Par la suite, il semble autant profiter de la confirmation de la crise que Nicolas Sarkozy, alors que Cassandre, jouée par François Bayrou, qui a beaucoup monté (de 6,6 à 12,9%) de concert avec les angoisses, s'effrite quand elles sont confirmées. La ritournelle de la rigueur, qu'entonne la quasi totalité des candidats, est alors prise à contre-pied par Jean-Luc Mélenchon qui dynamise l'opposition à la pensée dominante. Il crédibilise aussi un volontarisme d'Etat, terrain abandonné par presque tous ses adversaires. Sur les trois derniers mois, il gagnerait cinq points et demi.

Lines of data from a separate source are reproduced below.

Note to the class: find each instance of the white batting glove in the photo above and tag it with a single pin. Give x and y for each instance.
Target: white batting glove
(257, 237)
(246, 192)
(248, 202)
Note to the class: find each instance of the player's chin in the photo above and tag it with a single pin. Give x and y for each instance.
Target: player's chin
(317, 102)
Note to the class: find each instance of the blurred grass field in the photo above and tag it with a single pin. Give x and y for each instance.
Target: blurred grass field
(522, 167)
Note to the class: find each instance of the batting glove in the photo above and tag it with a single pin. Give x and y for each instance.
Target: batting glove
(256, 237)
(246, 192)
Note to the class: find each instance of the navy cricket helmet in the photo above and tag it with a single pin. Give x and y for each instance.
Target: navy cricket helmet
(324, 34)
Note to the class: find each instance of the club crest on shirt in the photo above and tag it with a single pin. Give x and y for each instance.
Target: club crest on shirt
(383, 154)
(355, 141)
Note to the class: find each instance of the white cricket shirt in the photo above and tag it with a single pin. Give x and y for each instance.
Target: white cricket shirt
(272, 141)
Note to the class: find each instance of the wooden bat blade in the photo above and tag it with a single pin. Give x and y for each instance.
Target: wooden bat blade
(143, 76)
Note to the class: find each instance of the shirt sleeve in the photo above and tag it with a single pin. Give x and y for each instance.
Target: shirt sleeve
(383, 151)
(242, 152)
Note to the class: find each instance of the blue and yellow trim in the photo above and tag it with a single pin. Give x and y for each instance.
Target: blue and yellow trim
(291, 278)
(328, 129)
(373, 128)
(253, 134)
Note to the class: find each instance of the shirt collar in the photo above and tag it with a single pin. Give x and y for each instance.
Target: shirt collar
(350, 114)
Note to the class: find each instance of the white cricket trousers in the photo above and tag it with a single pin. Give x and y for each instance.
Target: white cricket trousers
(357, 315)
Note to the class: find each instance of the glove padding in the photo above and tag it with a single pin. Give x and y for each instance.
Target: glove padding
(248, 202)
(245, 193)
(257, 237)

La grande surprise vient des écologistes, où Eva Joly ne sera plus jamais aussi haute que lorsqu'elle a été intronisée (de ce point de vue François Hollande fait bien pire, notez). Les changements climatiques, les suites de l'accident nucléaire de Fukushima, son premier anniversaire, les fuites de gaz gigantesques de la plateforme de Total, rien n'y fait. Une lente chute de septembre à avril l'amène de 7 à 2,5% d'intentions de votes. Eva Joly s'est fait , il est vrai, savonner la planche par tous ses amis supposés et lié les mains par l'accord d'Europe écologie-Les verts avec le Parti Socialiste.
Et bien les résultats sont très contradictoires, mais bien souvent contre-intuitifs. Finalement, les événements qui marquent la campagne ne semblent pas influencer de façon déterminante le choix des électeurs. C'est donc plutôt ailleurs qu'il faut chercher.
Bon tout ça, c'est encore à supposer que ces courbes reflètent des tendances. Rendez-vous dimanche pour le vérifier.